Desde ese momento, se vivió en la casa en un simulacro, como si el retrato nunca hubiera sido hecho, ni la niña de la izquierda existido.
Tengo que reconocer que el relato de mi madre me intranquilizó. Creía saberlo todo sobre la familia, pero hasta esa mañana no fui consciente de la extraña existencia de mi tía. De esa tía que siempre será en la memoria de mi madre como una niña. Como mi hija Elena, que corretea ahora por el jardín ajena a la chica del retrato y a la que, en cambio, se parece tanto.
II. Esa madrugada
Esa madrugada de invierno, cuando mi mujer se levante de la cama en silencio, encontrará la habitación extrañamente en calma. Seguramente, explorará la penumbra y me encontrará tendido sobre el lecho, frío, amortajado entre las sábanas. Ella creerá que duermo, que sueño tal vez como otras veces con paisajes blancos, pero mi sueño esa vez será negro, denso, sin esperanza.
Desde la oscuridad de mi sueño, la oiré quitarse el camisón de seda y abandonarlo con lentitud sobre la colcha arrugada. El sonido me recordará al de un mirlo que se ha posado sobre una rama. Luego, escucharé el quejido del cinturón de su bata y un murmullo de telas pavorosas desplazándose por el cuarto. Antes de salir de la habitación, mi mujer me mirará con ternura, probablemente con cierta rutina en los ojos, como si todo estuviera en calma.
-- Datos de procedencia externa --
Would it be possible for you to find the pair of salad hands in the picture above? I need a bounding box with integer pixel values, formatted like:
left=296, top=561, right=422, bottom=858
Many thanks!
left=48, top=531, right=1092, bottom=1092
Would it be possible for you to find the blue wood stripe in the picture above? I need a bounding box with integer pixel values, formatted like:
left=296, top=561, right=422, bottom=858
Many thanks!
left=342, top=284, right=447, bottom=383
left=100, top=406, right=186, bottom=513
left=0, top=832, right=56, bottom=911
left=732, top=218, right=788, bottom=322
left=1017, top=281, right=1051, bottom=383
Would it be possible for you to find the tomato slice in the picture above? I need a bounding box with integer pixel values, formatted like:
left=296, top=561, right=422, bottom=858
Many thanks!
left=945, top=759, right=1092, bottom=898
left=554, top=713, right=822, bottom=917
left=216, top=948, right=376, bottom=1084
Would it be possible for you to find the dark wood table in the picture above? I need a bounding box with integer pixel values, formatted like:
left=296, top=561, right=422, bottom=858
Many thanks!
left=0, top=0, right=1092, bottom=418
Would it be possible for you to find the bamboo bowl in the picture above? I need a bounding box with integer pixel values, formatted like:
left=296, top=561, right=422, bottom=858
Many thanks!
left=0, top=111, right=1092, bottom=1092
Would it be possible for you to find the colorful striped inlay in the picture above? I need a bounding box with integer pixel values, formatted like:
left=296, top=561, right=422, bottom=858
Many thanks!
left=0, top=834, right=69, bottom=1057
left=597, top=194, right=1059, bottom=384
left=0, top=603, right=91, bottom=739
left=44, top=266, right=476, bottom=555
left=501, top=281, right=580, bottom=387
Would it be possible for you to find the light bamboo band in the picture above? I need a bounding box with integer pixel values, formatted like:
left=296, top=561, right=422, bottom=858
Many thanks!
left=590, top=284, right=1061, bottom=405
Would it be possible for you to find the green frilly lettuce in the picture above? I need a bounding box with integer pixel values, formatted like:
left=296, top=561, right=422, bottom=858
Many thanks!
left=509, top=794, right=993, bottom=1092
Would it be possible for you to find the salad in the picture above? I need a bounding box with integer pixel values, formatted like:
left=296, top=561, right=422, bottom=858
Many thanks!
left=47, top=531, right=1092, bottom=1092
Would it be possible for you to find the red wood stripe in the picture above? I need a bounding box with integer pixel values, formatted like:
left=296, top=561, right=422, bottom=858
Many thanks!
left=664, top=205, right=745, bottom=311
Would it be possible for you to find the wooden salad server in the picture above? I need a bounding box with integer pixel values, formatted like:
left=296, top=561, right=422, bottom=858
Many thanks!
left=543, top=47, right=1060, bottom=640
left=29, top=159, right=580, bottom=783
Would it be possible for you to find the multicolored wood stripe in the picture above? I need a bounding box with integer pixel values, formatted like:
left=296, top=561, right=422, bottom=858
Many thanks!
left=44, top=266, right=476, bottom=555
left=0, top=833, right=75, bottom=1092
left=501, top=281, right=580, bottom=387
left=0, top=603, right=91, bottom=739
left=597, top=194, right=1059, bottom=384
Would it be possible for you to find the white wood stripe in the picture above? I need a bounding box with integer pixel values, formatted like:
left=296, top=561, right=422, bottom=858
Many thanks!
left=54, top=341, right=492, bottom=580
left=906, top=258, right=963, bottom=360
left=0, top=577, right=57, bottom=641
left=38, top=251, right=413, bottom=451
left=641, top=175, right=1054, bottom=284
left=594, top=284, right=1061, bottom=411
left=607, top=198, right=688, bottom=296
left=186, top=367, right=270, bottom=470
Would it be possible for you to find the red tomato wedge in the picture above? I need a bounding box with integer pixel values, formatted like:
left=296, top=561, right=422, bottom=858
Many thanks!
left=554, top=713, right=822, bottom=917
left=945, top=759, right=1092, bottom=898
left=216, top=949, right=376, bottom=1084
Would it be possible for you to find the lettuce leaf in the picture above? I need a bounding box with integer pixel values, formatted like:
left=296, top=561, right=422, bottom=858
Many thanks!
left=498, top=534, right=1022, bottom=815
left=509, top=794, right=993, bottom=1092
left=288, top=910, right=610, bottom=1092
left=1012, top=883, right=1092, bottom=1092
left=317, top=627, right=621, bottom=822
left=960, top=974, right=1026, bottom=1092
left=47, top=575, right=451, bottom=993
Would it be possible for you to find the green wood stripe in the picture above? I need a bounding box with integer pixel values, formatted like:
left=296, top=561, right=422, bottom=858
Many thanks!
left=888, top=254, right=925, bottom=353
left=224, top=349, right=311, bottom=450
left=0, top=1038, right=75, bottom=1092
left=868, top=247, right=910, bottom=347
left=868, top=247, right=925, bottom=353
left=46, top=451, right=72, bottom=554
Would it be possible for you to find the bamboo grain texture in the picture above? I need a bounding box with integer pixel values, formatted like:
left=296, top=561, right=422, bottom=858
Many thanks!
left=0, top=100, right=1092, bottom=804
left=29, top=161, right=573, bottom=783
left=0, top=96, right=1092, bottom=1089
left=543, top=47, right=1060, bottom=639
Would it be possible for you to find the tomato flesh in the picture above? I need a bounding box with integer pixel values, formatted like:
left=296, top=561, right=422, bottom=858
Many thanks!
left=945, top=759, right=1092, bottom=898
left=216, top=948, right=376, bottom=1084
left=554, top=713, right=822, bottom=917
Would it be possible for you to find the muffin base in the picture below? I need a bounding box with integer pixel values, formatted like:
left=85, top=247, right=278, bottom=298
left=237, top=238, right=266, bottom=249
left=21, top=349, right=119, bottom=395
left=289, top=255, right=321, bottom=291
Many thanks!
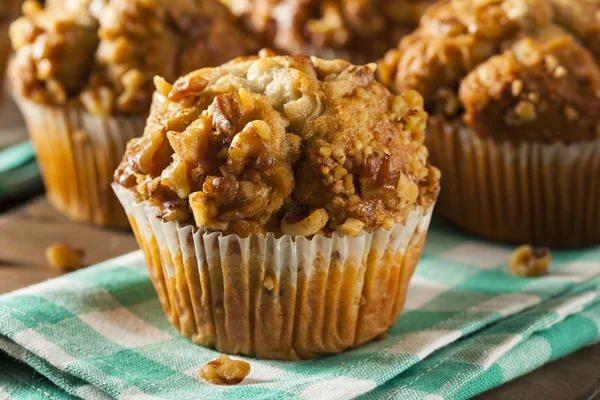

Ella no lo sabrá entonces, pero en ese instante mi corazón se volverá a quebrar, como si un hacha afilada lo hubiera partido por la mitad de nuevo.
Cuando a los pocos minutos mi mujer regrese a la habitación, yo seguiré desangrándome despacio, rojo, en silencio. Al principio ella me hablará con tranquilidad, pretenderá despertarme con voz amable, pero a pesar de su empeño no lo conseguirá. Poco a poco le invadirá un extraño presentimiento, que su mente de forma rotunda se negará a aceptar. Sin embargo, la duda y la rigidez del cuerpo la obligarán a acercar su mano hasta la frente y no tendrá más remedio que aceptar la realidad: la frialdad de la piel, la inexpresividad del rostro, la palidez casi naranja de los dedos
Ella no gritará entonces. Sorprendentemente, permanecerá durante unos instantes callada, intentando asumir el inesperado descubrimiento. Le costará reaccionar todavía algún tiempo.
De pronto, la calma de la habitación será alterada por un fuerte golpe de viento, que hará temblar con violencia toda la sala. Será mi alma, que con un seco puñetazo, se habrá querido despedir de su compañera antes de abandonarla para siempre.
Ella reconocerá mi despedida y, sólo entonces, comenzará a llorar.